Ja z kolei uważam, że 82zł za 264 strony w twardej oprawie to bardzo mało. Monografie ukazujące się obecnie na rynku mają ok. 100 str. i cenę 50zł. W przeliczeniu na strony - Skyraider się opłaca
![:)](./images/smilies/icon_smile.gif)
Jeżeli mówimy o cenach zachodnich - tam ceny książek tego formatu oscylują wokół 200zł. Ja się juz przyzwyczaiłem. Skoro mogę wydać 82zł na model, to dlaczego nie na książkę?
Druga rzecz - twarda oprawa. Zdecydowanie jestem za. Książka lepiej wygląda na półce, nie wygina się (spróbujcie ustawić obok siebie kilkanaście książek w miękkiej okładce i poczekać pół roku - każdy kto ma większy księgozbiór wie o co mi chodzi). Bo tego grzbiet nie pęka tak łatwo.
Podtytuł jasno mówi, czego można się spodziewać w książce, dlatego wydawnictwu nie można zarzucić, że dezinformuje czytelnika i zapycha strony materiałem niezwiązanym z tematem książki.

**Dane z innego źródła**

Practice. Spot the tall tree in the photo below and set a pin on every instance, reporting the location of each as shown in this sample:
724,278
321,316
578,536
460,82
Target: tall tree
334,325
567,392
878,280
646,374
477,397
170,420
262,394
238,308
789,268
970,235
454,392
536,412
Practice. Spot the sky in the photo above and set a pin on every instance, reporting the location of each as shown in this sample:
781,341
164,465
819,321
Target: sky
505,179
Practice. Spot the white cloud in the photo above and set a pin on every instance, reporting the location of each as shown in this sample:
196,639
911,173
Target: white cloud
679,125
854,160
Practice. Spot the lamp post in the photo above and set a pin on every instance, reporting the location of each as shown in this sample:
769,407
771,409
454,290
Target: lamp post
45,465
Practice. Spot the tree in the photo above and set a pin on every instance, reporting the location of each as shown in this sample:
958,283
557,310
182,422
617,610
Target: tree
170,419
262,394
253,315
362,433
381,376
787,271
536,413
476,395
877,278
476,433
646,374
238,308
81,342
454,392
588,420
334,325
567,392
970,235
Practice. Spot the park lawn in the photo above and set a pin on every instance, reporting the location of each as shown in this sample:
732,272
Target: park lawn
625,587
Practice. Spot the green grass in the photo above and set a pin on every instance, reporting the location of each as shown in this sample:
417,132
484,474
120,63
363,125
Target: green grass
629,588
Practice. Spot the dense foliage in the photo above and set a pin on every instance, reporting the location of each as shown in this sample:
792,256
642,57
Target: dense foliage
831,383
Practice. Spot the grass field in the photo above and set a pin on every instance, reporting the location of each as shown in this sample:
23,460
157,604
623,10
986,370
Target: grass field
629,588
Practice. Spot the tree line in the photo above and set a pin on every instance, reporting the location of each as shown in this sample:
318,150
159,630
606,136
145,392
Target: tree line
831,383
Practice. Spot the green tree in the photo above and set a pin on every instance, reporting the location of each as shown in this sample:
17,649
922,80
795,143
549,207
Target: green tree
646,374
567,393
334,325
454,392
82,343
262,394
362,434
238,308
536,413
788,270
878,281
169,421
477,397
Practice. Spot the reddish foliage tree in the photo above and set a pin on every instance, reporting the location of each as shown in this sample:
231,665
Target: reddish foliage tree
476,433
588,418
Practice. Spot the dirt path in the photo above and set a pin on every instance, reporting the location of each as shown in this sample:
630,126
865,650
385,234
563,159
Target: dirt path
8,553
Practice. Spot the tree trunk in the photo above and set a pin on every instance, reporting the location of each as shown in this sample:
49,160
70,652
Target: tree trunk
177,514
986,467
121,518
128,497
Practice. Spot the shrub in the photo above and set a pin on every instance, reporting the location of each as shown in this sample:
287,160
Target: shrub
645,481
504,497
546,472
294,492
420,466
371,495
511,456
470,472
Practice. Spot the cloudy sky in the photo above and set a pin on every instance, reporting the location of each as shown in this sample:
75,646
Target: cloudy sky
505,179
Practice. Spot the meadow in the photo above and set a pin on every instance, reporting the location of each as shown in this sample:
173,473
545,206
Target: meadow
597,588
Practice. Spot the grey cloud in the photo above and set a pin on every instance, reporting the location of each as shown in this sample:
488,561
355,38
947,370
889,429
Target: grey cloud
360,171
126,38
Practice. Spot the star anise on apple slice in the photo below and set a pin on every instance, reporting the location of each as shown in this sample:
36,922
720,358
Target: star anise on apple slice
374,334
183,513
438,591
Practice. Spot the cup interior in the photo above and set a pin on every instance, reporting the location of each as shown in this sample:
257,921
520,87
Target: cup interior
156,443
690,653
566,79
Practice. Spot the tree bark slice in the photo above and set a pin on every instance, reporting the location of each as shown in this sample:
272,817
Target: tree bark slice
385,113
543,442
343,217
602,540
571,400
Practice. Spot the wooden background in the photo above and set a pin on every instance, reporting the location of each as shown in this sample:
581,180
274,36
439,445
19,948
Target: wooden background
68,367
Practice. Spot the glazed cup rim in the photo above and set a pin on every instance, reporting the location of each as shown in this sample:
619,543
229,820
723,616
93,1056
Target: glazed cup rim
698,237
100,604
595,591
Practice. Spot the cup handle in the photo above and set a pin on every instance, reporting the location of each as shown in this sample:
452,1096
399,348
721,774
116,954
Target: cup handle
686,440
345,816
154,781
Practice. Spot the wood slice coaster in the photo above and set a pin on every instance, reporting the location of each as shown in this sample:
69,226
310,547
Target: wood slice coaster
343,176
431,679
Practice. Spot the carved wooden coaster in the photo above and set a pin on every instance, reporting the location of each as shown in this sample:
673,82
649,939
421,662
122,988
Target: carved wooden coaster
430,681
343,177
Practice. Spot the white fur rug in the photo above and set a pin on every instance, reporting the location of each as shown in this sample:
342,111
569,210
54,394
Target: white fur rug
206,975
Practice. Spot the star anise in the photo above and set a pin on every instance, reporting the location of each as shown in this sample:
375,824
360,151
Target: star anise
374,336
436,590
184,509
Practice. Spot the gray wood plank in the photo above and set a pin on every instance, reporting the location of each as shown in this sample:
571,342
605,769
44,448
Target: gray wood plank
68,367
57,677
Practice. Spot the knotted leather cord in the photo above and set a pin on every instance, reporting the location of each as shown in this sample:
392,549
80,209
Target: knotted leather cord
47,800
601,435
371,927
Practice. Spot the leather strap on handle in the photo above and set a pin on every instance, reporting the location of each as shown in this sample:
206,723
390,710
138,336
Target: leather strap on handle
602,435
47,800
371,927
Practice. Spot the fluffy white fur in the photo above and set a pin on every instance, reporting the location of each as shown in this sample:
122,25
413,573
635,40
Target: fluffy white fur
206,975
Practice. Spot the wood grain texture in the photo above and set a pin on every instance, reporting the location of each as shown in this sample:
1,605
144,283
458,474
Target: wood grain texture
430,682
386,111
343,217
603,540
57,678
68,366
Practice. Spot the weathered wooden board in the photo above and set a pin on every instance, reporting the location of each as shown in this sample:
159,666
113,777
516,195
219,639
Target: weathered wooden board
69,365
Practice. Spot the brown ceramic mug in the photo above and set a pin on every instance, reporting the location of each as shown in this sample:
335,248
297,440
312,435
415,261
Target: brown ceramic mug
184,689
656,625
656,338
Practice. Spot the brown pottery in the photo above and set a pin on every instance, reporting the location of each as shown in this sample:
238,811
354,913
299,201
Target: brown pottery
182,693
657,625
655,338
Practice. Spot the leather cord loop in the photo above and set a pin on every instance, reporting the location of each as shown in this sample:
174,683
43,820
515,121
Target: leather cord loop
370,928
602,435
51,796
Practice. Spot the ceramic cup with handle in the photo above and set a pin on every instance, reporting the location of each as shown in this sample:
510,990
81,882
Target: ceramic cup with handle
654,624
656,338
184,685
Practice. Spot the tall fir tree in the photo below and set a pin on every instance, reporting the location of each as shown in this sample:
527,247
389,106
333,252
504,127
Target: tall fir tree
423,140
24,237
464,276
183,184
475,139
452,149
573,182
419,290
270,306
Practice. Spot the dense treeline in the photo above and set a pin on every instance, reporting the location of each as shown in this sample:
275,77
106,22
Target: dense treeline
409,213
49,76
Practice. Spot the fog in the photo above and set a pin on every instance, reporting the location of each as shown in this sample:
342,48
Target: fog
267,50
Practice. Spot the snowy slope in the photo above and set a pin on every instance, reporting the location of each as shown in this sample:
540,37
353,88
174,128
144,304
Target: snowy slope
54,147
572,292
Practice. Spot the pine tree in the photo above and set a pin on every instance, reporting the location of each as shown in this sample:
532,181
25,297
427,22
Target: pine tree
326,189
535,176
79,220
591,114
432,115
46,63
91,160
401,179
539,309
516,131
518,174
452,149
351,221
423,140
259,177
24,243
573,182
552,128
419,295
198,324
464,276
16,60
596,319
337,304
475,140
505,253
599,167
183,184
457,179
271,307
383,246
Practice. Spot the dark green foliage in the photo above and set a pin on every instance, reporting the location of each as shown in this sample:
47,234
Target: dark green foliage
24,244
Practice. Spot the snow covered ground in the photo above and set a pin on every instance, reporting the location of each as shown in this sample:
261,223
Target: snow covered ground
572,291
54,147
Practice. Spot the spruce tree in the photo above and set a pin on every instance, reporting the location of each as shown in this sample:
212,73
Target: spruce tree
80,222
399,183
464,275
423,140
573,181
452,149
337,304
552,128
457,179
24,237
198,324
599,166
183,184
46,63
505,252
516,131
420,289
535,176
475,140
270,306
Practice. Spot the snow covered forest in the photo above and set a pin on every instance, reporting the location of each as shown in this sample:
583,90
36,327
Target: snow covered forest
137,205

A jeśli chodzi o zawartość - jeszcze nie widziałem, więc trudno mi się wypowiadać, ale nie uważam, zeby przedstawianie tła powstania danej konstrukcji było czymś złym, wręcz przeciwnie. Zaczynam mieć wrażenie, że modelarzy interesuje każda śrubka w samolocie, ale w jakim celu został on skonstruowany lub jakie były operacyjne i taktyczne założenia jego użycia zupełnie nie. Monografie AJ-Pressu nie są walkaroundami i nie są adresowane wyłącznie do modelarzy. I dzięki Bogu!
Mimo, że amerykańskie lotnictwo pokładowe nie leży w głównym nurcie moich zainteresowań, to zapewne książkę kupię. Oczywiście po jej przejrzeniu
![:)](./images/smilies/icon_smile.gif)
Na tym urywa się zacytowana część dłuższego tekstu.